Case: 08-20269 Document: 00511059265 Page: 1 Date Filed: 03/23/2010
IN THE UNITED STATES COURT OF APPEALS
FOR THE FIFTH CIRCUIT United States Court of Appeals
Fifth Circuit
FILED
March 23, 2010
No. 08-20269 Charles R. Fulbruge III
Clerk
UNITED STATES OF AMERICA,
Plaintiff - Appellee
v.
STEVEN JAY SCHER,
Defendant - Appellant
Appeal from the United States District Court
for the Southern District of Texas
Before HIGGINBOTHAM, GARZA, and PRADO, Circuit Judges.
EMILIO M. GARZA, Circuit Judge:
Stephen Jay Scher, a travel agent, was convicted of wire fraud for using
unauthorized waiver codes to obtain illegal discounts on Continental Airlines
flights.
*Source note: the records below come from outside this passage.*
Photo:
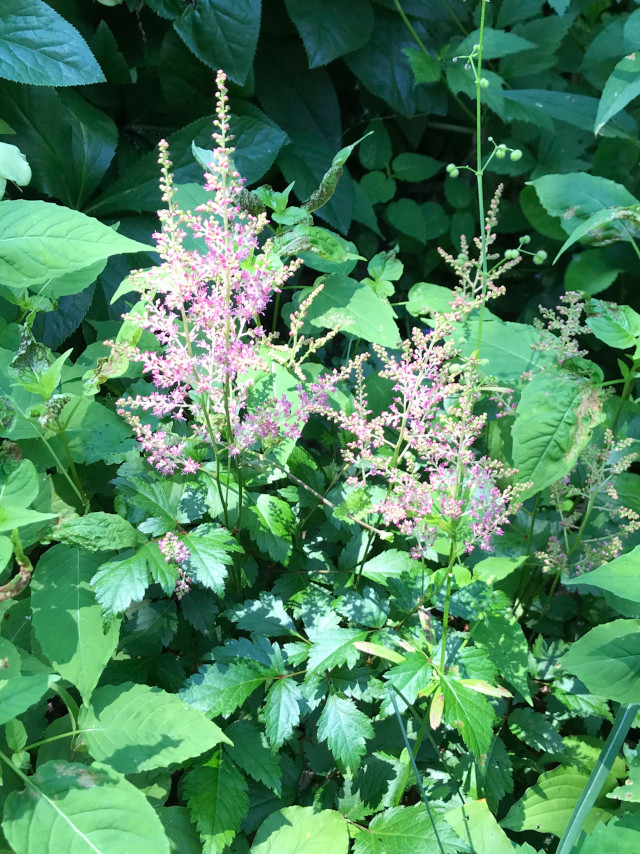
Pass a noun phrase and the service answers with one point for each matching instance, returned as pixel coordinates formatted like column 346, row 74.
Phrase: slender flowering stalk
column 204, row 309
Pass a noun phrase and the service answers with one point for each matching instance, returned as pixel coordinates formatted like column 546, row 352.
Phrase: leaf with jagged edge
column 216, row 795
column 345, row 729
column 282, row 711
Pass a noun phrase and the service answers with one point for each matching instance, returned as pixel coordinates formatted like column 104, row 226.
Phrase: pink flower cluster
column 204, row 310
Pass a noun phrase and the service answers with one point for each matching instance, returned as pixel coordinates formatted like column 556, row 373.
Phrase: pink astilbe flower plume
column 204, row 311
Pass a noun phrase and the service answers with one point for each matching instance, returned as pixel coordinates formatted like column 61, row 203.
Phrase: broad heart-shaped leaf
column 38, row 47
column 406, row 830
column 535, row 730
column 355, row 308
column 18, row 483
column 216, row 795
column 282, row 711
column 622, row 87
column 270, row 521
column 548, row 805
column 620, row 576
column 302, row 830
column 618, row 836
column 78, row 808
column 218, row 689
column 69, row 142
column 222, row 34
column 607, row 660
column 40, row 240
column 555, row 417
column 345, row 729
column 98, row 531
column 475, row 824
column 470, row 713
column 210, row 548
column 19, row 693
column 251, row 752
column 504, row 642
column 67, row 619
column 331, row 28
column 138, row 728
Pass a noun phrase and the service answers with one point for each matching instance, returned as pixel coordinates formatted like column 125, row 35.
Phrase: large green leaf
column 607, row 660
column 622, row 87
column 331, row 28
column 69, row 143
column 574, row 196
column 555, row 418
column 356, row 309
column 618, row 836
column 547, row 806
column 71, row 807
column 216, row 795
column 620, row 576
column 223, row 34
column 406, row 830
column 137, row 728
column 302, row 830
column 38, row 47
column 19, row 693
column 42, row 240
column 68, row 620
column 345, row 729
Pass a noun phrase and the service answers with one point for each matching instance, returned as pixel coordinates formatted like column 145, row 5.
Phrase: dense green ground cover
column 333, row 540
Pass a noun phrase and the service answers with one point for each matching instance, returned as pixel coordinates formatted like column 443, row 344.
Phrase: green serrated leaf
column 138, row 728
column 345, row 729
column 302, row 830
column 218, row 689
column 216, row 795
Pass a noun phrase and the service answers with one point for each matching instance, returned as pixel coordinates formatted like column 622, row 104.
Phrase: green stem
column 480, row 172
column 622, row 725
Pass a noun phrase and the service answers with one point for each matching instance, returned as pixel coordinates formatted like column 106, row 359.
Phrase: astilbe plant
column 205, row 311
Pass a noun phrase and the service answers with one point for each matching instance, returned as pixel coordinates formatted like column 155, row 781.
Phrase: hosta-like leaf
column 41, row 240
column 71, row 807
column 607, row 660
column 556, row 415
column 345, row 729
column 218, row 689
column 302, row 830
column 61, row 596
column 38, row 47
column 223, row 34
column 406, row 830
column 137, row 728
column 216, row 795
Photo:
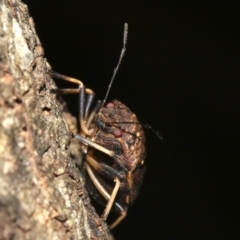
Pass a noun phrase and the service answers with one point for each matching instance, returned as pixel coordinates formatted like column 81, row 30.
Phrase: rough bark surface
column 41, row 191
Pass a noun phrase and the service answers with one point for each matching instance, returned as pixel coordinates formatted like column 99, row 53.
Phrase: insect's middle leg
column 109, row 173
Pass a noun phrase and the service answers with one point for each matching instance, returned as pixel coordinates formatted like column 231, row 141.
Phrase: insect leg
column 104, row 193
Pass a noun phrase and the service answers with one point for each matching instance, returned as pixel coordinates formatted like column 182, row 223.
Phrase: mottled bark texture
column 41, row 191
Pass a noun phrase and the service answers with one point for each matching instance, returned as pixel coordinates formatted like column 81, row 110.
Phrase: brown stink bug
column 114, row 145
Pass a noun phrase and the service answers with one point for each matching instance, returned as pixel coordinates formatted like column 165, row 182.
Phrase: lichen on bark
column 41, row 191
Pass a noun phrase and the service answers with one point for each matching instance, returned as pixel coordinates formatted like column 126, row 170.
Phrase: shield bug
column 114, row 145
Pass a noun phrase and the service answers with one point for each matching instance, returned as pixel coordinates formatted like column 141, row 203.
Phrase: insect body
column 114, row 144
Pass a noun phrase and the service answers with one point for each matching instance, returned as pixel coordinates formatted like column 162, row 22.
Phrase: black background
column 181, row 75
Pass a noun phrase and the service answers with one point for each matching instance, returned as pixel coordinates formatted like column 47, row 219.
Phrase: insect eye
column 110, row 105
column 117, row 132
column 140, row 164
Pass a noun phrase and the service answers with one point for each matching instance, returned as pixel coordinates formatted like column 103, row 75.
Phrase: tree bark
column 41, row 190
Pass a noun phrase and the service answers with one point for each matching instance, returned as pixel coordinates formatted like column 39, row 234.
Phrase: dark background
column 180, row 75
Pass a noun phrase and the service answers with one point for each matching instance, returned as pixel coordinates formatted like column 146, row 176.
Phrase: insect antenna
column 125, row 34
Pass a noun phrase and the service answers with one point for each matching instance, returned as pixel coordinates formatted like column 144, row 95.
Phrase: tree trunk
column 41, row 191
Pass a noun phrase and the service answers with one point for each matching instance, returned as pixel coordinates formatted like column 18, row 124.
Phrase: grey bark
column 41, row 190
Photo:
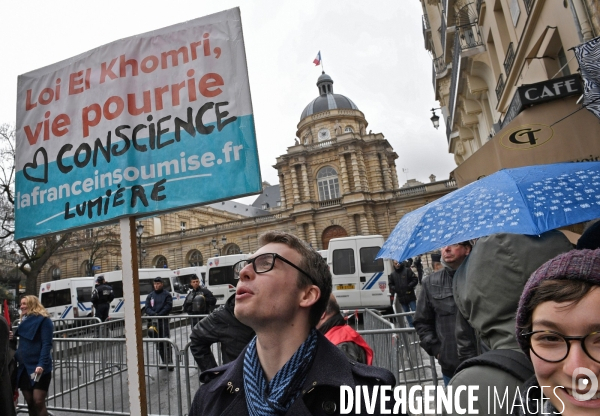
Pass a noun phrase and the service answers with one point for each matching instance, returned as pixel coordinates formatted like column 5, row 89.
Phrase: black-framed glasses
column 554, row 347
column 264, row 263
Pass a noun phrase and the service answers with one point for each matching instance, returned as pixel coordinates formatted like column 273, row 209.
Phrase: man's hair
column 333, row 308
column 312, row 263
column 34, row 307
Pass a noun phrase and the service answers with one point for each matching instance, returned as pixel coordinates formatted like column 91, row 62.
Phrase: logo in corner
column 582, row 383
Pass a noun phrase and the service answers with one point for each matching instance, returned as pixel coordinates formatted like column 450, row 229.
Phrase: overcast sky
column 373, row 50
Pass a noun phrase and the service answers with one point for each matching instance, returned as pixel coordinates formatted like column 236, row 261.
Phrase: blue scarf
column 275, row 398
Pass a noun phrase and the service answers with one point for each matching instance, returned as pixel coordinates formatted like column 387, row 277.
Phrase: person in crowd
column 402, row 283
column 435, row 319
column 6, row 392
column 419, row 266
column 436, row 262
column 558, row 328
column 220, row 326
column 102, row 296
column 336, row 329
column 34, row 371
column 485, row 325
column 198, row 301
column 289, row 368
column 159, row 302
Complaining that the jury instructions improperly amended the
indictment and that the loss calculation method unreasonably inflated
Continental’s losses, Scher appeals.
I
Continental sells airline tickets to consumers in several ways, including
through ticketing agents at airports and through independent travel agencies.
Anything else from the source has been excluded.